To bring up modern examples of the Israeli war on Gaza from 2023 to the present day, we get cases of Jewish religious authorities giving a more bloody version of war lessons than the decades prior.
Rabbi Eliyahu Mali stated in 2024 that, “In our mitzvah (holy) war, in our situation in Gaza, according to what the law says, ‘Not every soul shall live,’ and the logic of this is very clear: if you do not kill them, they will kill you.”
“Whoever comes to kill you with this concept does not only include the young man aged 16, 18, 20, or 30 who is now pointing a weapon at you, but also the future generation (the children of Gaza), and those who produce the future generation (women of Gaza), because there is really no difference,” Mali said.
The Israeli entity also used verses from the Quran with the objective of continuing to taint the holy words of all Abrahamic religions' scriptures.

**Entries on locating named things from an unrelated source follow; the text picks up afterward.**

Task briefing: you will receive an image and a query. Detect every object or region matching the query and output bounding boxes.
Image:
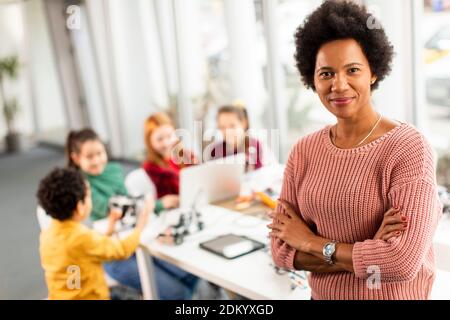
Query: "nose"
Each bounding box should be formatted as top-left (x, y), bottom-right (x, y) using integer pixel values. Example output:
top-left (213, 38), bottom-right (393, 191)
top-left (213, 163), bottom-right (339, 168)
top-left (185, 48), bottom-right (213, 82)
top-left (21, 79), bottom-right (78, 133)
top-left (331, 74), bottom-right (349, 92)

In 2024, IOF leaflets over the besieged Gaza strip twisted the verse of Ash-Shu'ara – “So We inspired Moses: “Strike the sea with your staff,” and the sea was split, each part was like a huge mountain. (63) We drew the pursuers to that place, (64) and delivered Moses and those with him all together. (65) Then We drowned the others. (66).” – into a threat against the majority Muslim enclave.
With all this said, this is but a sliver of the many times Israeli politicians, zionist religious authorities, and military personnel used scripture in order to push for military operations as part of some greater End Times ritual.

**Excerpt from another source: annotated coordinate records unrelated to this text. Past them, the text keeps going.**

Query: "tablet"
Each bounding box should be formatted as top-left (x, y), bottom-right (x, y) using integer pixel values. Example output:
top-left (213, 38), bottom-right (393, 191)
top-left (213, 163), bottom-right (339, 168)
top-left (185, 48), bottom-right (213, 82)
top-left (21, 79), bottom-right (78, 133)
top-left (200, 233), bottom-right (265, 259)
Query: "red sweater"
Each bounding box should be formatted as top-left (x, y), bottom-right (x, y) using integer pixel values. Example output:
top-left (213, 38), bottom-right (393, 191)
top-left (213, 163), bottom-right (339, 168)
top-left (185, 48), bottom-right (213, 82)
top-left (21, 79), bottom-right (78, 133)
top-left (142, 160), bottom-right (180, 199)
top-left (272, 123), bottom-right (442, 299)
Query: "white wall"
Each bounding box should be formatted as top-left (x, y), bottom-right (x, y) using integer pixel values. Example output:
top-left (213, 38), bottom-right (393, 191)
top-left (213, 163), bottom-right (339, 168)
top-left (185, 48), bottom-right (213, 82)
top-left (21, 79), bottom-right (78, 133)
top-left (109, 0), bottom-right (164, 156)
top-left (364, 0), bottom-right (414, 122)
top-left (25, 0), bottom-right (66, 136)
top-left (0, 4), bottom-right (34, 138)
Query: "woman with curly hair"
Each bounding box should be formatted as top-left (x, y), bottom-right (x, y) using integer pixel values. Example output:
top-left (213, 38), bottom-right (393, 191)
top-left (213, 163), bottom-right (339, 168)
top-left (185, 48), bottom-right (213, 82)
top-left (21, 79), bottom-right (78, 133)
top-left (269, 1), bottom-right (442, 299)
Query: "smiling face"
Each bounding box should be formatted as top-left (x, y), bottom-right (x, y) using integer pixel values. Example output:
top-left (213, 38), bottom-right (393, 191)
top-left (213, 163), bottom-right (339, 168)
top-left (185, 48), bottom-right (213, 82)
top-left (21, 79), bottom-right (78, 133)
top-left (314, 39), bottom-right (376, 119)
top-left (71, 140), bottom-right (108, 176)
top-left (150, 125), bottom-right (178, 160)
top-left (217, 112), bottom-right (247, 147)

The use of emotional weight and historical victimhood, via a selective memory and religious armor that merges Holocaust trauma and religious theachings, as well as crafting an image that those who follow the teaching of Swiss Atheist Theodor Herzl are divinely appointed by God as the rightful rulers of the Abrahamic Holy Lands, has allowed the Israeli entity to act as it wills with no one to stand in its way.
By invoking imminent annihilation and a seemingly growing existential threat, Zionist officials have secured a strong support base while silencing debate through the weaponization of antisemitism allegations.
The religious framework of territorial conquest has provided a rationale for soldiers and settlers in their campaign of ethnic cleansing.
What comes out of this Zionist composition of history is a systemic architecture of fear and myth that shapes public consciousness and influences domestic and global policy. Understanding the ideology behind this militarized zionism is to understand how "Israel" functions as it does.